The Swampscott Sox climbed back into the best-of-7 NSBL finals with a 1-0 win over Kingston.

(Katie Morrison)

SWAMPSCOTT — After seven innings of some lights-out pitching on both sides, it was pretty clear nobody was going to hit the ball over the fence at Swampscott Middle School’s baseball field.

This would take some smallball. And it worked as the Sox defeated the Kingston Night Owls Monday, 1-0, in an eight-inning, tingling mound duel.

The win puts the Sox back into the best-of-seven finals, down a game with Game 4 up next in Haverhill (8) on Wednesday.

Swampscott’s Esteban Paula walked with one out in the eighth inning, and it became paramount that the most important thing for the Sox was to get him down to second without sacrificing another out.

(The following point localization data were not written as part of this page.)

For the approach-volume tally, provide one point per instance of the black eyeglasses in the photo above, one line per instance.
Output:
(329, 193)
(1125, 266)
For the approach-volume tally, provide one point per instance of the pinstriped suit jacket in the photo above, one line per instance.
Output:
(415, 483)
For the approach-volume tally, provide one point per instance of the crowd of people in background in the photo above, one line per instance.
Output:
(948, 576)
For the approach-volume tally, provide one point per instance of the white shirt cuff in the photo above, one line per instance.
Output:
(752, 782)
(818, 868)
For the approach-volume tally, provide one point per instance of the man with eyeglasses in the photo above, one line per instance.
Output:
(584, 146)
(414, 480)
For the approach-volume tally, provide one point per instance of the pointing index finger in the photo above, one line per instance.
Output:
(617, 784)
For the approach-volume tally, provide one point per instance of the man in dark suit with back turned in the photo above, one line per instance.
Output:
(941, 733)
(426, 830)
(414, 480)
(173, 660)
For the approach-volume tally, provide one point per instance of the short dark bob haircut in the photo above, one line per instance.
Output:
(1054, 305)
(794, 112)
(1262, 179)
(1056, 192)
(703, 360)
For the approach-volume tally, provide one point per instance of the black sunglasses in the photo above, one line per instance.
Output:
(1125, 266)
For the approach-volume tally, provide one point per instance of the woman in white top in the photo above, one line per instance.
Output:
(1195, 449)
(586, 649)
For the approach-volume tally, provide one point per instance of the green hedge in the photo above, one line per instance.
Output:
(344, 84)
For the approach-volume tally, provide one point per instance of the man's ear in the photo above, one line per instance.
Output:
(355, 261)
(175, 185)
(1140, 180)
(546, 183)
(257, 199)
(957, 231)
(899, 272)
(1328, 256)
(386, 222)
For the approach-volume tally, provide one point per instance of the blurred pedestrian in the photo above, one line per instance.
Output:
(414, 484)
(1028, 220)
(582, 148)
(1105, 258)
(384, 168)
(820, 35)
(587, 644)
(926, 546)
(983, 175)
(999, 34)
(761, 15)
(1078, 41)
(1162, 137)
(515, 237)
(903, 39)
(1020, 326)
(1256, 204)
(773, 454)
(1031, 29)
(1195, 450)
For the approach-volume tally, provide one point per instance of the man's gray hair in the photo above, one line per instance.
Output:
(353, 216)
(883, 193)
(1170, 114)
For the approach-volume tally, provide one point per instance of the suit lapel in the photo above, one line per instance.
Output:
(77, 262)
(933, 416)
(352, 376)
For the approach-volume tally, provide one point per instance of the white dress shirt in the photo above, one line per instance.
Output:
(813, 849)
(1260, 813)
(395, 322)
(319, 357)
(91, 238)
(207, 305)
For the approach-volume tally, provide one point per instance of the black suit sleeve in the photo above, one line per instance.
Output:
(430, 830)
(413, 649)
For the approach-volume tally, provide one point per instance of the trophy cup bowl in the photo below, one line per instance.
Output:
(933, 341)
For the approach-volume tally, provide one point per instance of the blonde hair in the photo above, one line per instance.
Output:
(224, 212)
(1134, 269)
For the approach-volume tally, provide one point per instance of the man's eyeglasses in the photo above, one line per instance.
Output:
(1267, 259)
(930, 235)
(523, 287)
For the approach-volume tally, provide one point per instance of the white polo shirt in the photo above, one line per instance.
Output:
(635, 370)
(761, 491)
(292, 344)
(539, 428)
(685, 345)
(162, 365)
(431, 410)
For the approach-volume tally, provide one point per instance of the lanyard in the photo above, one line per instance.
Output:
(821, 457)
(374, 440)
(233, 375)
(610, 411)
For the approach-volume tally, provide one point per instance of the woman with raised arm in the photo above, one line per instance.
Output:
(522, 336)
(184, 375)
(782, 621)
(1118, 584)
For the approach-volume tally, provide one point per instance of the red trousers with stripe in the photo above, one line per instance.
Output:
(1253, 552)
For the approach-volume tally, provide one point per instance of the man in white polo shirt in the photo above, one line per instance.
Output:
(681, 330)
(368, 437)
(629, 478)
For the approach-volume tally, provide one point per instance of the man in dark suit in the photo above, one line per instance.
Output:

Swampscott manager Joe Caponigro’s preferred method, especially after Joe Kasper struck out, was to have Paula take off with the pitch.

Parra made contact just as Paula was nearing second base. Still, it looked as if Kingston reliever Evan Penny was about to do what both Mike Richardson of the Sox and Jeff Williams of Kingston had done all night: make a big pitch when the pressure was on.

He got Parra to hit a ground ball to shortstop. However, the ball took a vicious hop at the last second and hit Nick Cumei and bounded into left field, and in a spot where no one could get to it easily.

Paula never broke stride.

“It was a gamble (sending him),” said Caponigro. “But it’s a gamble I’ll take. It’s something you have to do in a situation like that.”

He kept running around third and took a textbook turn toward toward home. It looked as if the play would be close as the throw and Paula arrived around the same time. But the throw was bobbled, and Paula slid home with the winning run.

“I know how Paula runs the bases,” said Caponigro, who coached him at English for four years. “He’s a fast runner and he doesn’t take wide turns.

“I wouldn’t have been upset had he been tagged out,” said Caponigro. “That’s baseball. That’s how you win. You have to take chances like that.”

Richardson gave up four hits and pitched to contact all night.

“He has a changeup, and it’s a good one,” said Caponigro. “And it was really effective tonight. He pitched a great game.”

If Richardson had one problem, it was walks. For four straight innings, he put a runner on base via bases on balls. But he managed to keep those runners from scoring

For his part, Williams matched Richardson pitch for pitch through seven innings. He only gave up three hits, and struck out five.